In order to get the number, form and position of the different structures, as well as an estimation of the error, many solutions exist. Most of these solutions represent a specialization of two main methods:

In many cases the *Maximum Likelihood*-method
(** ML**-algorithm) is used to estimate unknown parameters
(Sutherland & Saunders 1992). Boller also uses an algorithm
based on the Likelihood Satistic and works with four-dimensional
(artificial) Gaussian distributions.

The *density-estimation* is another way, often used, to estimate
parameters or shapes of distributions building a mixed distribution.
One of the algorithms based on the density estimation is the
*Kernel*-method (De Jager et al. 1986).

The specialized solutions requires one or more restrictions which can affect for example:

- the number of substructures,
- special parameterizable models such as Gaussian distributions,
- differentiability or
- the number of dimensions.

In order to categorize objects in a color-color diagram, the most common method is described for example in Walker & Cohen (1988) and Walker et al. (1989). Having a sample of some already identified objects, they try to calculate a distribution-function using different methods. This function often has its base in the normal distribution. Depending on the presentation of the results, the following is often given:

- The parameters of the distribution functions for each type of found group of the diagram.
- A box (drawn in the diagram) giving the maximal limits of the regions where such a type of object should be found.

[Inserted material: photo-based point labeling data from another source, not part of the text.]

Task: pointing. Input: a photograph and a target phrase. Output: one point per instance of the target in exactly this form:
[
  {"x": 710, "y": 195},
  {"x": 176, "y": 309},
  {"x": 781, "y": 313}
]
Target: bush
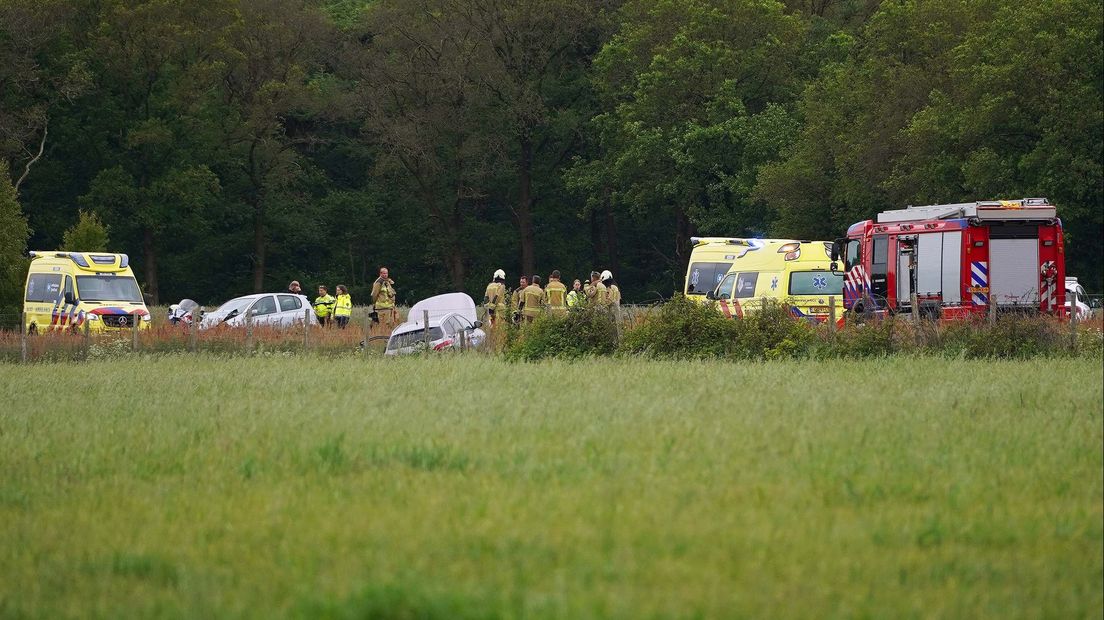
[
  {"x": 686, "y": 330},
  {"x": 583, "y": 332}
]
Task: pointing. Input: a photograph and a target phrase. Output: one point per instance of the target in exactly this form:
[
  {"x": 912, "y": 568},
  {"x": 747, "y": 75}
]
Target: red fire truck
[{"x": 955, "y": 259}]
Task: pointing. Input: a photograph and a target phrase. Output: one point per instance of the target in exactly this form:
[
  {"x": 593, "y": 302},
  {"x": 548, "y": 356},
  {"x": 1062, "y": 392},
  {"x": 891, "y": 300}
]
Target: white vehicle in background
[
  {"x": 279, "y": 309},
  {"x": 1075, "y": 294},
  {"x": 452, "y": 322}
]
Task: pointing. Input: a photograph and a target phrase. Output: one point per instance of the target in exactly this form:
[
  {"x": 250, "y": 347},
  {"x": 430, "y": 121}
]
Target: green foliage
[
  {"x": 585, "y": 331},
  {"x": 13, "y": 235},
  {"x": 686, "y": 330},
  {"x": 468, "y": 487},
  {"x": 88, "y": 234}
]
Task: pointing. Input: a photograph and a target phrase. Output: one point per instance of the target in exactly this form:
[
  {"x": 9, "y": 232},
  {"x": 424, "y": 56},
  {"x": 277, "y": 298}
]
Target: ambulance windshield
[
  {"x": 816, "y": 282},
  {"x": 108, "y": 288}
]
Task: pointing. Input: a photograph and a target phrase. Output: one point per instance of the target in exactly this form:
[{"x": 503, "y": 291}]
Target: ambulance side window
[
  {"x": 44, "y": 287},
  {"x": 745, "y": 285},
  {"x": 724, "y": 289}
]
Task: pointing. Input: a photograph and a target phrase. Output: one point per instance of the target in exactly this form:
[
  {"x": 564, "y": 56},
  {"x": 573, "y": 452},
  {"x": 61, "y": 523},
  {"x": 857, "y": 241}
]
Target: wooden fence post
[
  {"x": 368, "y": 330},
  {"x": 22, "y": 338},
  {"x": 1073, "y": 323},
  {"x": 192, "y": 328},
  {"x": 248, "y": 331},
  {"x": 306, "y": 328},
  {"x": 87, "y": 338},
  {"x": 425, "y": 331}
]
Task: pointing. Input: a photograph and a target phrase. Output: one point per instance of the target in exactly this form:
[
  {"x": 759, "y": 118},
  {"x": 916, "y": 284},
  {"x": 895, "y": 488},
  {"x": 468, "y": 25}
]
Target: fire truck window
[
  {"x": 852, "y": 253},
  {"x": 745, "y": 285},
  {"x": 44, "y": 287},
  {"x": 881, "y": 250},
  {"x": 879, "y": 284}
]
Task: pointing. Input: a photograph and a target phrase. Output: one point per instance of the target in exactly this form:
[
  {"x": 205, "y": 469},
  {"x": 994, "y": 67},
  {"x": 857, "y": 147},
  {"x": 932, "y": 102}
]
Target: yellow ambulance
[
  {"x": 710, "y": 260},
  {"x": 796, "y": 273},
  {"x": 65, "y": 289}
]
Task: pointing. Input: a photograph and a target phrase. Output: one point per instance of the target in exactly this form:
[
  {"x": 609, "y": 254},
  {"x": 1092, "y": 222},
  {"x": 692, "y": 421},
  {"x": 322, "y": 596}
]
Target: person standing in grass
[
  {"x": 596, "y": 291},
  {"x": 516, "y": 298},
  {"x": 576, "y": 296},
  {"x": 383, "y": 297},
  {"x": 324, "y": 306},
  {"x": 495, "y": 298},
  {"x": 556, "y": 295},
  {"x": 342, "y": 309},
  {"x": 532, "y": 300}
]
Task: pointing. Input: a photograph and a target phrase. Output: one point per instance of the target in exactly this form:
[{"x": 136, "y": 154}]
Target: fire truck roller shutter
[
  {"x": 1014, "y": 268},
  {"x": 904, "y": 282},
  {"x": 930, "y": 264},
  {"x": 952, "y": 267}
]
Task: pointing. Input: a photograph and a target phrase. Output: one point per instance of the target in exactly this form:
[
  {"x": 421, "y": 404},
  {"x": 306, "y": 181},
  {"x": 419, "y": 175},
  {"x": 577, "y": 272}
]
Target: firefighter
[
  {"x": 596, "y": 291},
  {"x": 383, "y": 297},
  {"x": 575, "y": 297},
  {"x": 613, "y": 292},
  {"x": 532, "y": 300},
  {"x": 556, "y": 295},
  {"x": 342, "y": 309},
  {"x": 516, "y": 299},
  {"x": 324, "y": 306},
  {"x": 495, "y": 298}
]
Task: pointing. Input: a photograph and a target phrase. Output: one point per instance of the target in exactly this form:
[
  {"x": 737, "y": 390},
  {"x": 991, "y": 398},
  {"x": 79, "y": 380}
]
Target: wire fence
[{"x": 365, "y": 332}]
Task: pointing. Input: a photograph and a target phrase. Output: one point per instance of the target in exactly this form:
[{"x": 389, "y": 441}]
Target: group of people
[
  {"x": 338, "y": 310},
  {"x": 530, "y": 299}
]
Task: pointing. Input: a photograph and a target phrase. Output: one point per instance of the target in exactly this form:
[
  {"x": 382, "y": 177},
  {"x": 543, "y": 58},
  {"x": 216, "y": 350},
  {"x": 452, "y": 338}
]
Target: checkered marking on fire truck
[
  {"x": 979, "y": 279},
  {"x": 856, "y": 281}
]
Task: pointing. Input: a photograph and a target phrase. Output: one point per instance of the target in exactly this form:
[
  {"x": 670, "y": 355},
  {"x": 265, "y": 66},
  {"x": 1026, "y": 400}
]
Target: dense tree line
[{"x": 231, "y": 146}]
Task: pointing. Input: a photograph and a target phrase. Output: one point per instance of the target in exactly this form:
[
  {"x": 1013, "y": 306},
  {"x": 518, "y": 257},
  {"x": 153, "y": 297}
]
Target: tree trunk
[
  {"x": 611, "y": 231},
  {"x": 683, "y": 230},
  {"x": 258, "y": 249},
  {"x": 150, "y": 263},
  {"x": 524, "y": 207},
  {"x": 456, "y": 268}
]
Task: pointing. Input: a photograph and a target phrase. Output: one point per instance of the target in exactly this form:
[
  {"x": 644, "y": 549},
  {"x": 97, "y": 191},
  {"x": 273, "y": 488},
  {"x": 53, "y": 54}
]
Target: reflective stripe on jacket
[
  {"x": 343, "y": 307},
  {"x": 324, "y": 306}
]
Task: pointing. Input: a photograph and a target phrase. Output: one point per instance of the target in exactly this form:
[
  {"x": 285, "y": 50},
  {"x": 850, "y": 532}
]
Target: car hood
[{"x": 442, "y": 306}]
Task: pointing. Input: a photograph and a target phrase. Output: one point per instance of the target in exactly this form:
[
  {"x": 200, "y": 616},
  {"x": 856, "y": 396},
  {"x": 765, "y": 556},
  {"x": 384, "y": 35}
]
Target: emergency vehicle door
[{"x": 905, "y": 270}]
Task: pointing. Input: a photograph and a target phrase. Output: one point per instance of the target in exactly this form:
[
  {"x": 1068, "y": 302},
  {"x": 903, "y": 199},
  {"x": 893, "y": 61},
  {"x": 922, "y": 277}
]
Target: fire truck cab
[{"x": 955, "y": 260}]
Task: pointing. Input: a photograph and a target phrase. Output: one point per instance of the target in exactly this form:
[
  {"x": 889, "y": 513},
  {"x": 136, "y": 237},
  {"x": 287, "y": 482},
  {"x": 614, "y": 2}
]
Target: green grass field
[{"x": 466, "y": 487}]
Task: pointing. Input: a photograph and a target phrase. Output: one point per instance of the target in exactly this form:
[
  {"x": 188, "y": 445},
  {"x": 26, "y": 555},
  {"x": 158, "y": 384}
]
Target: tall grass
[{"x": 467, "y": 487}]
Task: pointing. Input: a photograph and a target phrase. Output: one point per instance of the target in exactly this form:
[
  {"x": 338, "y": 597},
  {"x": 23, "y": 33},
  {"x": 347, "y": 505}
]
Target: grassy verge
[{"x": 468, "y": 487}]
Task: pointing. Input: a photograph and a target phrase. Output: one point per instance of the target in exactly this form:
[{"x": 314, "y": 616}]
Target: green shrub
[
  {"x": 687, "y": 330},
  {"x": 583, "y": 332}
]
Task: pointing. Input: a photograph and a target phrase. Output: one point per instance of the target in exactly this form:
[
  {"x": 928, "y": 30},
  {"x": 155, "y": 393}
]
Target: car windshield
[
  {"x": 816, "y": 282},
  {"x": 108, "y": 288},
  {"x": 233, "y": 307},
  {"x": 412, "y": 338}
]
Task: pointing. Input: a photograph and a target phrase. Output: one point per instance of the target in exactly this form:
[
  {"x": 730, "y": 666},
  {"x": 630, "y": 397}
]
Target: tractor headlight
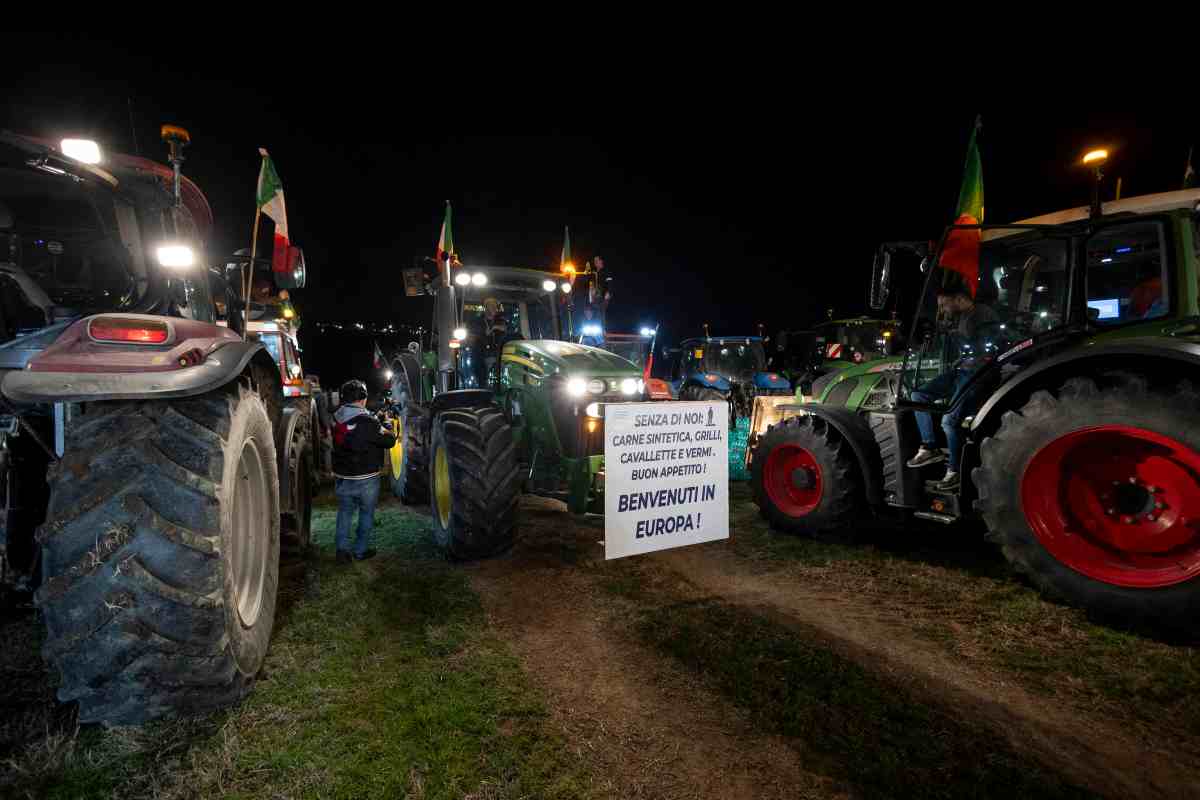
[
  {"x": 82, "y": 150},
  {"x": 177, "y": 257}
]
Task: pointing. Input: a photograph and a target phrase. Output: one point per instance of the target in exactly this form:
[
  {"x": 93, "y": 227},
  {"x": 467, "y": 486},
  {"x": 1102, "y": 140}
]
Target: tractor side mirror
[
  {"x": 291, "y": 272},
  {"x": 881, "y": 280}
]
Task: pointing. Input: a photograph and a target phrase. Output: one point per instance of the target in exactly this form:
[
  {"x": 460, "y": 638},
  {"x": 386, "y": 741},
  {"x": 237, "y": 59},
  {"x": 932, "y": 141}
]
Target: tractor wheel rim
[
  {"x": 792, "y": 479},
  {"x": 442, "y": 486},
  {"x": 1117, "y": 504},
  {"x": 250, "y": 534},
  {"x": 397, "y": 451}
]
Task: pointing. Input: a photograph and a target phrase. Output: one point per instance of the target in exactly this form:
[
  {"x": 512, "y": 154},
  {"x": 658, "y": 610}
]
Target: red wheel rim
[
  {"x": 1117, "y": 504},
  {"x": 792, "y": 479}
]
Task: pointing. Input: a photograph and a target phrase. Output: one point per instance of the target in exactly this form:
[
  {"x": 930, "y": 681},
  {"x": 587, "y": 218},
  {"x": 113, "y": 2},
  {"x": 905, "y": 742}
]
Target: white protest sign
[{"x": 666, "y": 475}]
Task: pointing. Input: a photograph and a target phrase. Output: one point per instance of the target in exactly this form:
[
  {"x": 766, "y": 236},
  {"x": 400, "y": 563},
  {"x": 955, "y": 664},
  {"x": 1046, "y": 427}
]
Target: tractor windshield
[
  {"x": 990, "y": 290},
  {"x": 66, "y": 247},
  {"x": 739, "y": 360}
]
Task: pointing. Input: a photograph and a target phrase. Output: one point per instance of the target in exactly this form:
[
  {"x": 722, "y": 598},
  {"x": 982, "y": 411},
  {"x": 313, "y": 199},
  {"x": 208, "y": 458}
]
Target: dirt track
[{"x": 655, "y": 731}]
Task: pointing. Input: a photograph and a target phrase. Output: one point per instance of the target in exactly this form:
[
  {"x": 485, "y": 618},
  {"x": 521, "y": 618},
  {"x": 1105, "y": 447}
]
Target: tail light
[{"x": 129, "y": 330}]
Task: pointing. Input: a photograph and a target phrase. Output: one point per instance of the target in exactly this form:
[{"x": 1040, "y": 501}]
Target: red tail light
[{"x": 127, "y": 330}]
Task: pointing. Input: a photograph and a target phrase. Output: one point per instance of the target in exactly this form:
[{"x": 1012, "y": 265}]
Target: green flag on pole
[{"x": 971, "y": 193}]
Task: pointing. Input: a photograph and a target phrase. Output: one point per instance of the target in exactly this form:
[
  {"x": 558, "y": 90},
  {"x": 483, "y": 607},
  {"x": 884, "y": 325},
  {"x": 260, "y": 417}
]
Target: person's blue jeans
[
  {"x": 359, "y": 495},
  {"x": 948, "y": 386}
]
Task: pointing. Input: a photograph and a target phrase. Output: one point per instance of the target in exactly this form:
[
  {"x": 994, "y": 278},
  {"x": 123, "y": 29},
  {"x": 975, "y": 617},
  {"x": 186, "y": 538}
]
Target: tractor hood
[{"x": 571, "y": 359}]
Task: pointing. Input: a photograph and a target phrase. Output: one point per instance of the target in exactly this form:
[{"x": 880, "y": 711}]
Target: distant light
[
  {"x": 82, "y": 150},
  {"x": 177, "y": 256}
]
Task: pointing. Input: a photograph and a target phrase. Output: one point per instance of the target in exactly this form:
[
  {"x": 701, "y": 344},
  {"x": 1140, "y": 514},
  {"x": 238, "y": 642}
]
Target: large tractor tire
[
  {"x": 160, "y": 555},
  {"x": 474, "y": 480},
  {"x": 408, "y": 462},
  {"x": 805, "y": 480},
  {"x": 1095, "y": 494}
]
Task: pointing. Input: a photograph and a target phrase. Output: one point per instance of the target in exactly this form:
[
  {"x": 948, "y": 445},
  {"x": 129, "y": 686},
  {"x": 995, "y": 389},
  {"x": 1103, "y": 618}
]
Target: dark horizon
[{"x": 708, "y": 203}]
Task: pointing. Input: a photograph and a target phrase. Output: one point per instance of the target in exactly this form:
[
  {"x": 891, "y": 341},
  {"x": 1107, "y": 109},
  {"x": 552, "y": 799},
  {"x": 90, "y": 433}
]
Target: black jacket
[{"x": 359, "y": 443}]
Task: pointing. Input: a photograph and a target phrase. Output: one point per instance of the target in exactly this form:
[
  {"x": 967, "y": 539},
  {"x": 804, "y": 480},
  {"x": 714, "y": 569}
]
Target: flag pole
[{"x": 249, "y": 278}]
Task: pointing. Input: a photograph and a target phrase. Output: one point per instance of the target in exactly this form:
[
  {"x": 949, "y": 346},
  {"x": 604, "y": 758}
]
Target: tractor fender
[
  {"x": 702, "y": 379},
  {"x": 460, "y": 398},
  {"x": 1140, "y": 353},
  {"x": 855, "y": 429},
  {"x": 292, "y": 417},
  {"x": 221, "y": 366}
]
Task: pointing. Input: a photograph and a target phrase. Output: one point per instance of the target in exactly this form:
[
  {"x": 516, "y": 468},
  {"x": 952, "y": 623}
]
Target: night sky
[{"x": 712, "y": 194}]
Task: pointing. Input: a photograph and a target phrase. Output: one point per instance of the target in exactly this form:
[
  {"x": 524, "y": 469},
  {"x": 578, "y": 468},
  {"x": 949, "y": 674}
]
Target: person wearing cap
[
  {"x": 359, "y": 445},
  {"x": 972, "y": 323}
]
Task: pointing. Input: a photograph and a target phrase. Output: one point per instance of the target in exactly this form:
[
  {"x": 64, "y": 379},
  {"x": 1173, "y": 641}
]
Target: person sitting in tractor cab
[{"x": 971, "y": 322}]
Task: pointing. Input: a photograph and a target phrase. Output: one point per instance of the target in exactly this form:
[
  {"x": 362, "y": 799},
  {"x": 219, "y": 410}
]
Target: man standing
[
  {"x": 972, "y": 325},
  {"x": 359, "y": 447}
]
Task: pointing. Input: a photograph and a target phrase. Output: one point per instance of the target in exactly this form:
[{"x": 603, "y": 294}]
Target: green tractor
[
  {"x": 1079, "y": 420},
  {"x": 481, "y": 416}
]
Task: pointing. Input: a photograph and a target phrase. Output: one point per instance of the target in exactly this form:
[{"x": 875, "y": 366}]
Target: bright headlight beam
[
  {"x": 175, "y": 257},
  {"x": 82, "y": 150}
]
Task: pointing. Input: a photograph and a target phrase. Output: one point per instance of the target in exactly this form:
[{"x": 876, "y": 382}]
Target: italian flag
[
  {"x": 270, "y": 202},
  {"x": 961, "y": 250},
  {"x": 445, "y": 241}
]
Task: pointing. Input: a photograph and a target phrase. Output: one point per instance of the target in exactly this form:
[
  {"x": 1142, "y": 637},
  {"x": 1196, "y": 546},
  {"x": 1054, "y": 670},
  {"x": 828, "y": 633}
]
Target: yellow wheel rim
[
  {"x": 397, "y": 451},
  {"x": 442, "y": 486}
]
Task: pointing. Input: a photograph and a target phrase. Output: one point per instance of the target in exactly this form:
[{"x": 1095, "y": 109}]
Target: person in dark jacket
[{"x": 359, "y": 447}]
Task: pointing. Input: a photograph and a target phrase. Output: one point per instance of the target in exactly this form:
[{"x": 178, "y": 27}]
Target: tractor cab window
[
  {"x": 736, "y": 359},
  {"x": 990, "y": 289},
  {"x": 66, "y": 238},
  {"x": 1127, "y": 277}
]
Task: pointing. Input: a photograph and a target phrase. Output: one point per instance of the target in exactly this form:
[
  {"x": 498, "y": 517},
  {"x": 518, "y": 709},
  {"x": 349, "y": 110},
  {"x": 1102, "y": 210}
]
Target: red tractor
[{"x": 148, "y": 461}]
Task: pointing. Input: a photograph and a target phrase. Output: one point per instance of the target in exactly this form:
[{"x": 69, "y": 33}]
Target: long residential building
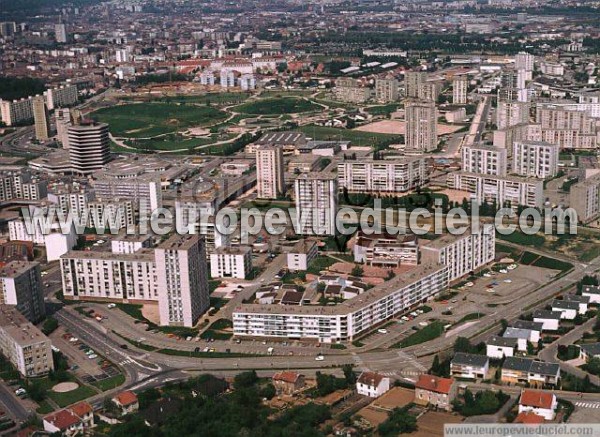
[
  {"x": 484, "y": 160},
  {"x": 535, "y": 159},
  {"x": 343, "y": 322},
  {"x": 382, "y": 176},
  {"x": 501, "y": 190},
  {"x": 174, "y": 274},
  {"x": 24, "y": 345},
  {"x": 464, "y": 253}
]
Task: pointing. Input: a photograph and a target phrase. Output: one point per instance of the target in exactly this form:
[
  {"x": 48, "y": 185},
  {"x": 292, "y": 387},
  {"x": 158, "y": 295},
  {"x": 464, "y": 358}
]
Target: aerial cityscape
[{"x": 272, "y": 218}]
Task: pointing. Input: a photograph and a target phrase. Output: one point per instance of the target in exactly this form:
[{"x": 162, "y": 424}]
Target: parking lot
[{"x": 87, "y": 364}]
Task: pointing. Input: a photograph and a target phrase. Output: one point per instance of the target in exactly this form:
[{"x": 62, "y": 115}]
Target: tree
[
  {"x": 357, "y": 271},
  {"x": 349, "y": 374}
]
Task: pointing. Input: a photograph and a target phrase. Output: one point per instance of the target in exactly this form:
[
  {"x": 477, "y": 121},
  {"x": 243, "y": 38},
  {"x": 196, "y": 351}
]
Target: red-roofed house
[
  {"x": 435, "y": 391},
  {"x": 542, "y": 403},
  {"x": 529, "y": 418},
  {"x": 127, "y": 401},
  {"x": 372, "y": 384},
  {"x": 288, "y": 382}
]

Walker et al. (1989) give a diagram with boxes specifying the
limits mentioned above. Further a table is given containing the parameters
and of Gaussian distributions for many types of objects **
and** for each dimension of the color-color diagram ([12]-[25],
[25]-[60], [60]-[100]).

The disadvantages of such a kind of presentation are the following:

- Referring to the table of Walker et al. (1989) the parameters are presented only for one dimensional Gaussian distributions. Building a multidimensional Gaussian distribution with these parameters leads to errors because of a missing skewness-factor. Further, the relations between the different Gaussian distributions are not given. Therefore it is not possible to calculate contamination ratios or to clearly distinguish between the different groups.
- The graphical presentation with boxes has the same disadvantages as described above. Furthermore the limits never represent natural regions.

The new algorithm can be used with natural regions. It is not necessary to adapt any distribution function to the data set. In order to investigate for example the occupation zones (OZs) of different types of objects in a color-color-diagram, two approaches are conceivable:

- Use the 4580 so-called
*unassociated*IRAS sources defined in Walker & Cohen (1988) as data set*I*. In order to calculate the underlying substructures, use the same sets*s*_{i}of identified objects as given in Walker et al. (1989). Using the algorithm with*I*and*s*_{i}the result will be a distribution function which gives an idea concerning not only the regions where such a group of objects should be found but also the contamination of the different groups. - In case of a large dispersion of a group it is possible to use
instead of
*s*_{i}the Gaussian parameters as starting values.

We are currently investigating the capabilities of the algorithm respecting that kind of color-color-diagrams (Kienel & Kimeswenger, in preparation).